Not All There
I still look for the house
at Clement and Third
349 ? 349 ?
Not here Not here
I can’t find the number
but I remember the smell
like an old dog
recalls the stench
of summer—one night in hell
I remember it well—
the broken tunes
the carnivalesque rooms—
those yawning tents
with their shades pulled down
the dark wood floors
the padlocked doors
his Russian tea glass
with its silver spoon
Papa in the pantry shooting vodka—
come dawning—
Mama’s head--that swollen moon
stuck out the window
like a red balloon
on a string
of
untold
longing
braces
i marvel
that you never waited for a push
but came into this world
feet first
(though hardly on the ground)
summer
i'd hang in loose air
just to see
how high you could take me
limbs thrusting upward
your roots in the sky
once in a while you’d toss over
to the cripple in pantomime
the smile you wore between my teeth
as you watched me watching you
you were my straight man at 11
and i suspect i was the same
now you look for me in bandstands
and corner bench engravings
while i swing in my chains
and sing to the sun
Before My Very Eyes
When i was a child
I was a master of deception
I lived for magic tricks --
Pick a card any card I'd say
stacking the deck in my favour
Always something up my sleeve
while my own hand
slipped through my fingers
I was the light
in my empty room
(now you see me
now you don’t)
I borrowed time
and never brought it back
I predicted the future
but lived in the past
When i grew up
i longed for what was real--
no slight of hand or trickery--
I longed
to not know the outcome
to be suspended in wonder
to be a child again
But who was i kidding?
For as long as I could remember
I knew when i was lying
could see things before they happened
Each night
I ‘d pray for a miracle –
pray for something anything
that could neither fool nor be explained--
Each night
I'd disappear inside my head
Where did I go?
How did He do that? I'd marvel
Each night I disappear
behind that invisible curtain
Each morning i would reappear
before my very eyes!
Antonia Alexandra Klimenko was first introduced on the BBC and to the literary world by the legendary James Meary Tambimuttu of Poetry London–-publisher of T.S. Eliot, Dylan Thomas, Henry Miller and Bob Dylan, to name a few.

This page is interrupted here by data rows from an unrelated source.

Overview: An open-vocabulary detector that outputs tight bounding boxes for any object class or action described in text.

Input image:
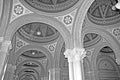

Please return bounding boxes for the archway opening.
[4,22,69,80]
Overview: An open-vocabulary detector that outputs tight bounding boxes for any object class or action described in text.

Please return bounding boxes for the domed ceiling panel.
[18,22,59,43]
[87,0,120,25]
[21,50,46,58]
[84,33,101,47]
[21,0,79,13]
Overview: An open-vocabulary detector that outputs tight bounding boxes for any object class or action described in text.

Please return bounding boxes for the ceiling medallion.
[18,22,59,43]
[87,0,120,25]
[21,0,79,13]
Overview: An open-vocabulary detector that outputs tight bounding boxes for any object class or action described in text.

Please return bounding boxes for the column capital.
[64,48,86,62]
[1,40,12,52]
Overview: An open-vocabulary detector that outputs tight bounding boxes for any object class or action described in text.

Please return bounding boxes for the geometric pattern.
[95,55,120,80]
[87,0,120,25]
[44,42,57,57]
[83,33,101,47]
[15,37,29,52]
[10,1,33,23]
[18,22,59,43]
[21,0,79,13]
[55,9,77,33]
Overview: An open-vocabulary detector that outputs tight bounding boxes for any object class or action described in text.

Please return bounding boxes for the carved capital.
[64,48,86,62]
[1,41,12,52]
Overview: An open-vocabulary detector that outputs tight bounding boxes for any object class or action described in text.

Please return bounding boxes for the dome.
[18,22,59,43]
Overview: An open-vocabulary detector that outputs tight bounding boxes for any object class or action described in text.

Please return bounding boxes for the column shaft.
[73,61,82,80]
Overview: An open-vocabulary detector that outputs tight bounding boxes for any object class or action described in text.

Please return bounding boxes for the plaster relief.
[10,0,33,23]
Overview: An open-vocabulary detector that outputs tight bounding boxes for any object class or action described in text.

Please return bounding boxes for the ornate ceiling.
[84,33,101,47]
[21,0,79,13]
[87,0,120,25]
[18,22,59,43]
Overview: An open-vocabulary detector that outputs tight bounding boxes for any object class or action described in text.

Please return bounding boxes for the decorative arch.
[91,42,120,80]
[82,27,120,59]
[4,14,70,48]
[9,45,54,68]
[73,0,94,48]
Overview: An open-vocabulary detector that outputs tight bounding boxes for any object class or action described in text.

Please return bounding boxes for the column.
[64,49,74,80]
[64,48,86,80]
[0,41,11,80]
[73,48,86,80]
[49,68,60,80]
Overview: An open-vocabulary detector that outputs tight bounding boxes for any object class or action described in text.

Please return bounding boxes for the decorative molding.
[55,9,77,33]
[87,0,120,25]
[44,42,57,57]
[20,0,79,13]
[107,27,120,41]
[15,37,29,51]
[86,48,95,57]
[10,0,33,23]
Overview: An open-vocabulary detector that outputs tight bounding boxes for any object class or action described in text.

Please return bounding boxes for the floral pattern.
[14,4,24,15]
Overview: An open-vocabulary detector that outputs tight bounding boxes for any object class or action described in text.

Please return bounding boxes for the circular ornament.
[64,15,72,25]
[113,28,120,36]
[14,4,24,15]
[21,0,79,13]
[49,45,55,51]
[18,22,60,43]
[16,41,24,48]
[87,0,120,25]
[84,33,101,48]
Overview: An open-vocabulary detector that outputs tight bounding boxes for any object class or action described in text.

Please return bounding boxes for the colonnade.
[0,41,86,80]
[64,48,86,80]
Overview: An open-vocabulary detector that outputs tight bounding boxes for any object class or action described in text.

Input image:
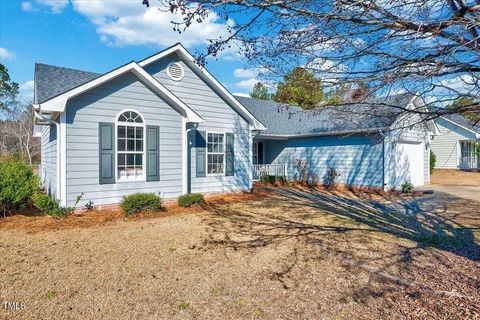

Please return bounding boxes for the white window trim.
[252,141,258,165]
[115,109,147,183]
[205,131,227,177]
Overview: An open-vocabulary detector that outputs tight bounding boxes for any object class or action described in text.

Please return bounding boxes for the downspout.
[33,109,59,125]
[378,130,387,191]
[182,121,198,193]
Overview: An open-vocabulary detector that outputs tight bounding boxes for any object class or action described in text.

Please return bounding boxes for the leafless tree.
[148,0,480,124]
[0,103,40,165]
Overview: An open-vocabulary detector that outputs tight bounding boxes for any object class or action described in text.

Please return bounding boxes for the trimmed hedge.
[120,193,163,216]
[33,192,83,218]
[0,161,39,215]
[177,193,205,208]
[402,181,413,193]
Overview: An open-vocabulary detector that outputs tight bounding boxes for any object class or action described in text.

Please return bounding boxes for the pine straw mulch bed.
[0,186,480,319]
[0,192,266,233]
[430,169,480,187]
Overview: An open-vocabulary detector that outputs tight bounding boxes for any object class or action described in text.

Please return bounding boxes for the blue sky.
[0,0,258,99]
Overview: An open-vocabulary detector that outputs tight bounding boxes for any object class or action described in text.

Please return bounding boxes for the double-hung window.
[117,111,145,180]
[207,132,225,175]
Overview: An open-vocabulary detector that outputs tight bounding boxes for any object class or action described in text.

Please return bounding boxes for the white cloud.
[233,68,258,78]
[19,80,35,101]
[233,92,250,98]
[71,0,233,47]
[235,78,260,91]
[36,0,68,13]
[0,47,15,60]
[21,1,35,11]
[233,67,268,78]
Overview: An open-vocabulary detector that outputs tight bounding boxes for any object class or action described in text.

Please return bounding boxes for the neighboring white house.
[431,114,480,170]
[34,44,434,205]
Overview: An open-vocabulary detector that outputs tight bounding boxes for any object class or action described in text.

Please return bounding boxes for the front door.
[252,141,263,164]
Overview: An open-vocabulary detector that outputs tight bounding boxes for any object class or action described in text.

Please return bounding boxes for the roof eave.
[259,127,389,139]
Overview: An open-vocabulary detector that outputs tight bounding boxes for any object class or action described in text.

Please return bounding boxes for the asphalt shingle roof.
[35,63,420,135]
[35,63,100,103]
[235,93,414,135]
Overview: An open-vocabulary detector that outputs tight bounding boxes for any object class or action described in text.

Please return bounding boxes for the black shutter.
[98,122,115,184]
[195,130,207,177]
[146,126,160,181]
[225,133,235,176]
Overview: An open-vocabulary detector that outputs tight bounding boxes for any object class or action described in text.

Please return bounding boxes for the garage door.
[392,141,424,189]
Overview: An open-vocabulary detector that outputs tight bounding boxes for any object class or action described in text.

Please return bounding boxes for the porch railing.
[460,157,480,170]
[253,164,287,180]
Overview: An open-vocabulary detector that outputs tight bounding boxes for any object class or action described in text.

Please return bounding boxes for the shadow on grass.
[202,189,480,261]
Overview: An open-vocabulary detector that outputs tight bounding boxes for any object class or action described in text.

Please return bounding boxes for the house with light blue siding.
[432,114,480,170]
[34,44,432,206]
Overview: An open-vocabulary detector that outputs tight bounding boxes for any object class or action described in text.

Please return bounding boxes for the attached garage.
[391,141,425,189]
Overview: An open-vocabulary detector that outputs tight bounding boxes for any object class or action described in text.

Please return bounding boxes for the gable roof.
[33,63,101,104]
[34,61,203,123]
[34,43,266,130]
[138,43,266,130]
[236,93,415,137]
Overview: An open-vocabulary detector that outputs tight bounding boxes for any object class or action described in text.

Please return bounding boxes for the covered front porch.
[458,141,480,170]
[252,139,288,181]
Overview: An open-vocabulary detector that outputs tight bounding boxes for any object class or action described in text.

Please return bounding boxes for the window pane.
[127,127,135,139]
[118,139,125,151]
[118,114,127,122]
[135,127,143,139]
[127,154,135,166]
[127,139,135,151]
[135,154,143,167]
[117,153,125,166]
[135,140,143,151]
[118,126,125,138]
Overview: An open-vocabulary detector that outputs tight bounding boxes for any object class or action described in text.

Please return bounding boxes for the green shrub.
[0,161,38,216]
[275,176,287,183]
[177,193,205,208]
[430,150,437,174]
[33,193,83,218]
[120,192,162,216]
[402,181,413,193]
[260,174,275,183]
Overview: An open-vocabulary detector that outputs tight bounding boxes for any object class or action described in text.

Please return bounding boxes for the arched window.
[117,110,145,181]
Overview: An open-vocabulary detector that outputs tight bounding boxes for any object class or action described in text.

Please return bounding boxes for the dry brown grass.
[430,169,480,186]
[0,188,480,319]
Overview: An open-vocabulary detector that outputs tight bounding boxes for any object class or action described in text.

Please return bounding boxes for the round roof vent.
[167,62,185,81]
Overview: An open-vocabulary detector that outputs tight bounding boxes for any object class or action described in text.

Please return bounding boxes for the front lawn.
[0,189,480,319]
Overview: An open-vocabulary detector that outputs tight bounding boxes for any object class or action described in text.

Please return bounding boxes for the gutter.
[259,127,388,139]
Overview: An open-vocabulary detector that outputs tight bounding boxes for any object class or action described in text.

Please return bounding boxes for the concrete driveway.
[427,184,480,201]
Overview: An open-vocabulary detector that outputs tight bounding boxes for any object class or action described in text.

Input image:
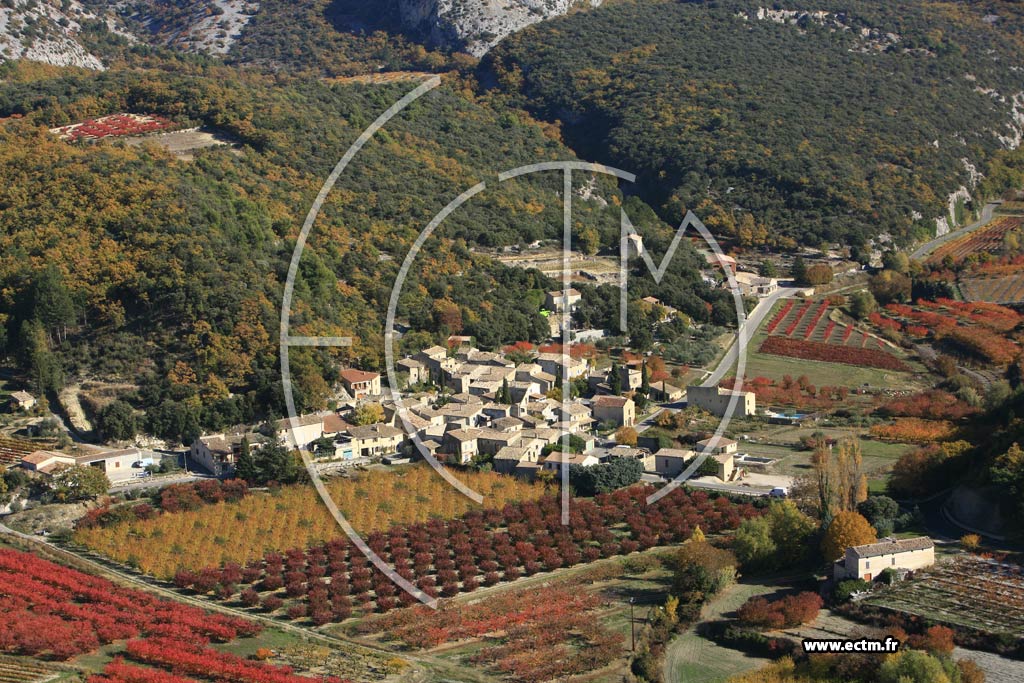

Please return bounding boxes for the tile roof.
[338,368,380,384]
[850,536,935,557]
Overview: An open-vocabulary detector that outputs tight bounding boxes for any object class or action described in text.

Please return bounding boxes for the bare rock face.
[398,0,603,56]
[0,0,114,70]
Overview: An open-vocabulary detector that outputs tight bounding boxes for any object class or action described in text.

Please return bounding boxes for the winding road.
[700,287,802,387]
[910,202,1001,261]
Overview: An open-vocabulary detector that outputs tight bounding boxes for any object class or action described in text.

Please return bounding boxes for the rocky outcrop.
[398,0,603,56]
[0,0,114,70]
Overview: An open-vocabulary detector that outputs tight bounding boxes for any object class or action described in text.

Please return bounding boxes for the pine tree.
[793,256,807,285]
[234,436,257,481]
[608,362,623,396]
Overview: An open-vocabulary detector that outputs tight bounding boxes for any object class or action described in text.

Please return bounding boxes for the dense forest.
[0,55,721,444]
[481,0,1024,248]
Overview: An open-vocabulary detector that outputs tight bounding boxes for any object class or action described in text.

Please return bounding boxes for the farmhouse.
[833,536,935,581]
[188,432,266,477]
[654,449,696,478]
[544,289,583,311]
[394,358,430,386]
[22,451,75,474]
[10,391,38,411]
[592,396,637,427]
[735,272,778,298]
[686,385,757,418]
[22,449,153,483]
[348,423,406,458]
[340,368,381,398]
[650,381,686,401]
[707,254,736,272]
[441,429,481,465]
[274,413,327,449]
[537,353,587,380]
[544,451,599,474]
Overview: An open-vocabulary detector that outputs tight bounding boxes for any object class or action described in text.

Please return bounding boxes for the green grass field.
[744,302,928,389]
[665,583,778,683]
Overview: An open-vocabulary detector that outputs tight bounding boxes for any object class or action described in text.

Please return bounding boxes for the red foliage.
[160,479,249,512]
[760,335,910,372]
[879,389,978,420]
[765,300,796,334]
[87,657,196,683]
[184,485,761,621]
[0,550,259,659]
[125,639,344,683]
[736,592,823,630]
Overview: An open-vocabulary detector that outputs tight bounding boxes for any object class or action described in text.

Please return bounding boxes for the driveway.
[700,287,803,387]
[910,202,1001,260]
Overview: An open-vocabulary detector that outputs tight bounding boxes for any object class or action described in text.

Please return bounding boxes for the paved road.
[701,287,800,387]
[910,202,1000,260]
[109,471,209,494]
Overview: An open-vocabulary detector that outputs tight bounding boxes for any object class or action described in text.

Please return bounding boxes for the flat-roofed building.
[833,536,935,581]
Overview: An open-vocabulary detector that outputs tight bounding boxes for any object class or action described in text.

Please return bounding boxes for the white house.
[544,289,583,311]
[544,451,600,475]
[654,449,696,478]
[833,536,935,581]
[10,391,38,411]
[686,385,757,418]
[339,368,381,398]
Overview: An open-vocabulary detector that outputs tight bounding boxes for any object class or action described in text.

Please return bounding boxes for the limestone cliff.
[398,0,603,56]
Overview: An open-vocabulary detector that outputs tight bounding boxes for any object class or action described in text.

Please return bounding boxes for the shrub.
[736,592,823,629]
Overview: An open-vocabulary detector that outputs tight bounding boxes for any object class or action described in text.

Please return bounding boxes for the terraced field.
[928,216,1024,264]
[0,654,58,683]
[865,557,1024,637]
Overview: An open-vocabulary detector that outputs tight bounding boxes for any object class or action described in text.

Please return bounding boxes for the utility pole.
[630,597,637,652]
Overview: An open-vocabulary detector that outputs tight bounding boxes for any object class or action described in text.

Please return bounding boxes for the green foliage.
[96,400,138,441]
[0,62,702,432]
[850,290,879,321]
[483,0,1021,247]
[833,579,871,603]
[670,541,736,602]
[879,650,958,683]
[47,466,111,503]
[857,496,899,537]
[234,438,302,485]
[733,501,817,570]
[569,458,643,496]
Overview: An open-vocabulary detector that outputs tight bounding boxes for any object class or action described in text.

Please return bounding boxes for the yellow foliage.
[75,466,545,579]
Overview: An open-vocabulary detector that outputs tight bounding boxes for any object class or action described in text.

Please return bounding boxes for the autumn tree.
[352,403,384,426]
[811,438,867,524]
[850,290,879,321]
[669,541,737,602]
[96,400,138,441]
[878,650,950,683]
[615,425,640,446]
[733,501,817,569]
[48,465,111,503]
[821,511,878,562]
[867,270,912,306]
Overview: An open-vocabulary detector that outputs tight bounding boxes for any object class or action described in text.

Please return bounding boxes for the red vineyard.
[928,216,1024,264]
[175,486,757,625]
[764,300,889,358]
[50,114,175,142]
[871,299,1024,366]
[760,336,910,373]
[0,550,356,683]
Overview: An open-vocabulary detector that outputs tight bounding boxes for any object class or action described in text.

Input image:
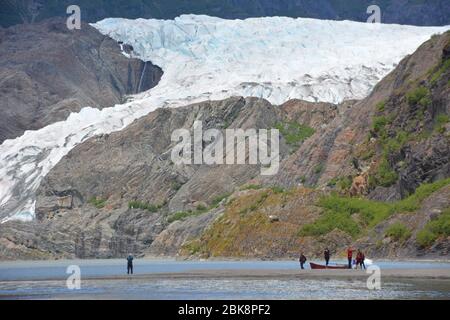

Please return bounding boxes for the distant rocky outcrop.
[0,19,162,143]
[0,0,450,26]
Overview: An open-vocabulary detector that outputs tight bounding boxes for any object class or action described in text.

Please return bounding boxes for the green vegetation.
[270,186,286,193]
[385,222,411,241]
[434,113,450,133]
[327,176,353,191]
[128,201,166,212]
[275,122,315,148]
[377,101,386,112]
[299,178,450,237]
[89,197,107,209]
[170,181,183,191]
[211,192,231,208]
[167,200,214,223]
[240,184,262,191]
[406,87,431,107]
[417,208,450,248]
[314,164,324,174]
[372,116,388,137]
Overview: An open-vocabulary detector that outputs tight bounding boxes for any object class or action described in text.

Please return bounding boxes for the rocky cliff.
[0,33,450,259]
[0,19,162,143]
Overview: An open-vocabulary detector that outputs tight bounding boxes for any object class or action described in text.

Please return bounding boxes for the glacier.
[0,15,450,223]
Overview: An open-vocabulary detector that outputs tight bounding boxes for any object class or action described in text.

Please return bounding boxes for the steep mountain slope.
[0,32,450,259]
[0,19,162,144]
[0,15,442,221]
[0,0,450,26]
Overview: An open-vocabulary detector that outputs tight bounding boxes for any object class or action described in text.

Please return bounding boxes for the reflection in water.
[0,259,450,300]
[0,279,450,300]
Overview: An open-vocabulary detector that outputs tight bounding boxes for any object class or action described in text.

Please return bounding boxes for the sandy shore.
[20,269,442,281]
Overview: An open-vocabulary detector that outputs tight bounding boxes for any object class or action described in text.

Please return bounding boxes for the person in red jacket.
[347,247,354,269]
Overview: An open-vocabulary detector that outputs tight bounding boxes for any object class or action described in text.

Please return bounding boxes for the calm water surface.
[0,259,450,300]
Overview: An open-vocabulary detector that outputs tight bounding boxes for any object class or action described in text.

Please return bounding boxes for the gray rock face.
[0,33,450,259]
[0,97,335,259]
[0,19,162,143]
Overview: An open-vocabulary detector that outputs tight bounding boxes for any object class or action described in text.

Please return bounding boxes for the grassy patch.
[89,197,106,209]
[406,87,431,107]
[327,176,353,191]
[299,178,450,237]
[270,186,286,193]
[377,101,386,112]
[434,113,450,134]
[211,192,231,208]
[416,208,450,248]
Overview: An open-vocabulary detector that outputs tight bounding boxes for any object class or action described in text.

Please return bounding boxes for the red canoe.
[309,262,348,269]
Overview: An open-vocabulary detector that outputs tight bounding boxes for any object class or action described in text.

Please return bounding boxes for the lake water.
[0,259,450,300]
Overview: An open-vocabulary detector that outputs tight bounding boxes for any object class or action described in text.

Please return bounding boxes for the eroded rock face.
[2,97,336,257]
[0,19,162,143]
[0,33,450,259]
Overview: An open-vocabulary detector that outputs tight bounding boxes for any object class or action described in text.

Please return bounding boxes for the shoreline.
[0,256,450,266]
[0,269,450,283]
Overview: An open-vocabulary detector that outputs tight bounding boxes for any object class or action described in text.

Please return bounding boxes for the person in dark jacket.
[360,251,366,270]
[347,247,354,269]
[298,252,307,269]
[127,253,133,274]
[323,248,330,266]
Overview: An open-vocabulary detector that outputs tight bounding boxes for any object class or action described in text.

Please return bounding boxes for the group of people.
[347,247,366,269]
[298,248,331,269]
[298,247,366,269]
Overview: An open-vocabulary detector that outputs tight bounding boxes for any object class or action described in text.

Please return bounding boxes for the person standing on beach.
[298,252,307,269]
[360,251,366,270]
[347,247,353,269]
[323,248,330,266]
[127,253,134,274]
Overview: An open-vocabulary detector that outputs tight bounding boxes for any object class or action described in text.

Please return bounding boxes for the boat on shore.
[309,262,348,269]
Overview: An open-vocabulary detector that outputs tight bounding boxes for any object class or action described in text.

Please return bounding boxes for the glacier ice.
[0,15,449,222]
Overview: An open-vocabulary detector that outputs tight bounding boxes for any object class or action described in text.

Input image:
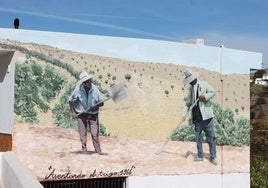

After his death, it was his friend, the late great Kathleen Raine, who took an interest in her writing and encouraged her to publish. A nominee for the Pushcart Prize, The Best of the Net, and a former San Francisco Poetry Slam Champion, she is widely published. She has been a featured guest at Shakespeare & Company, on a number of occasions, as well as performed or read in other literary venues in the City of Light and elsewhere. Her work has appeared in (among others) XXI Century World Literature (in which she represents France), Jazz and Literature and Maintenant : Journal of Contemporary Dada Writing and Art archived at New York’s Museum of Modern Art.
She is the recipient of two grants: one from Poets in Need, of which Michael (100 Thousand Poets for Change) Rothenberg is a co-founder; the second—the 2018 Generosity Award bestowed on her by Kathleen Spivack and Joseph Murray for her outstanding service to international writers through SpokenWord Paris where she is Poet in Residence. She is also Writer/Poet in Residence at The Creative Process. Her selected poems On the Way to Invisible was recently published by The Opiate Books and is now available.